All around me I heard a roar, a heart pounding, mouth drying and knee shaking cheer as twenty thousand spectators arrived to watch me fall.
'This is it.' I muttered to myself, 'The moment of do or die.'
And do I shall.
It was the event of a lifetime, one chance to become the best. The Olympic Games came round once in four years and I planned to play.
So I prepared.
As an Olympic diver I had to be lean, strong and graceful. The diving board shook as I took my first small steps to the edge.
I tried not to look down but I couldn't help myself. Light bulbs flashed as this moment in history was taken from my grasp. It was a long way down and in that time I had to tumble not only gracefully but performing two and half back-somersaults with two and a half twists in mid-air.
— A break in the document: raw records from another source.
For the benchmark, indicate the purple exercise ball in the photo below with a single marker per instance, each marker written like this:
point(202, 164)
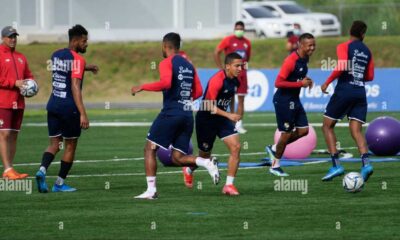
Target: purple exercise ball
point(165, 155)
point(383, 136)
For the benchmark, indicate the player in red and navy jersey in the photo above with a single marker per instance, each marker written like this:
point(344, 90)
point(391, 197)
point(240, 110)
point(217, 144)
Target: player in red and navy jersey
point(180, 85)
point(213, 120)
point(66, 114)
point(14, 70)
point(355, 67)
point(241, 45)
point(290, 115)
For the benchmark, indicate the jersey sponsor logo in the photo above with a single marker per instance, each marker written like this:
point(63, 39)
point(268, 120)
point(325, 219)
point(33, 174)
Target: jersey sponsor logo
point(257, 90)
point(60, 94)
point(59, 85)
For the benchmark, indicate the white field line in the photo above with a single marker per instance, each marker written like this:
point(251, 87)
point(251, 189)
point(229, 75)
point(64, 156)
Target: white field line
point(130, 159)
point(148, 124)
point(138, 174)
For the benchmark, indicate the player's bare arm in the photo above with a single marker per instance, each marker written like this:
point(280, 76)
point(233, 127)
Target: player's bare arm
point(77, 94)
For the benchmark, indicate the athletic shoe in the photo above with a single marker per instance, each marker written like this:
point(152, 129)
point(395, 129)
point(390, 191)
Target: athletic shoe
point(278, 172)
point(212, 168)
point(63, 188)
point(240, 128)
point(13, 175)
point(187, 178)
point(333, 172)
point(367, 171)
point(41, 182)
point(147, 195)
point(271, 153)
point(230, 190)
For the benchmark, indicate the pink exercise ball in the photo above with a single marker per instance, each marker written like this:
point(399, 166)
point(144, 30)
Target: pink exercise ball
point(301, 148)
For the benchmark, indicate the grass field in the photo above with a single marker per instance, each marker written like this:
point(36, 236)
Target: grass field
point(104, 208)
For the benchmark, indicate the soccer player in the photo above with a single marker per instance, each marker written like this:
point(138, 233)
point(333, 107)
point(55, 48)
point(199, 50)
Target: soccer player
point(355, 67)
point(241, 45)
point(213, 120)
point(13, 70)
point(66, 114)
point(290, 115)
point(174, 125)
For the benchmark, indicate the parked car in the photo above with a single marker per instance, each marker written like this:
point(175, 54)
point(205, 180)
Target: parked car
point(263, 22)
point(319, 24)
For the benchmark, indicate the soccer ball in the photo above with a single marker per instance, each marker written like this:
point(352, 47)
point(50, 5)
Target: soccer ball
point(30, 88)
point(353, 182)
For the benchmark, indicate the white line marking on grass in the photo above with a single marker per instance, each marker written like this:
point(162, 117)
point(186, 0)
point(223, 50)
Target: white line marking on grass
point(148, 124)
point(138, 174)
point(129, 159)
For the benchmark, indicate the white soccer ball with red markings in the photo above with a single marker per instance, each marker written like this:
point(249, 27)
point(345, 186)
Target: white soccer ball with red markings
point(353, 182)
point(30, 88)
I was nervous, how could I not be?
This was the scariest thing I had ever done. If I failed it would be replayed again and again on the enormous screens that hung to the aquatic centre walls.
I was watching myself now. Small, toned and shaking. I stared out pensively at the camera. Nobody could tell what I was thinking. I was a blank face of poise and concentration.
But inside I was a mess.
I wanted gold. I wanted to be the first fifteen year old boy to reach such an achievement in my country. That drove me forwards. I'd given my all in training, six days a week for five hours a day. I worked out, I jumped on trampolines and of course I dived.
None of that really mattered.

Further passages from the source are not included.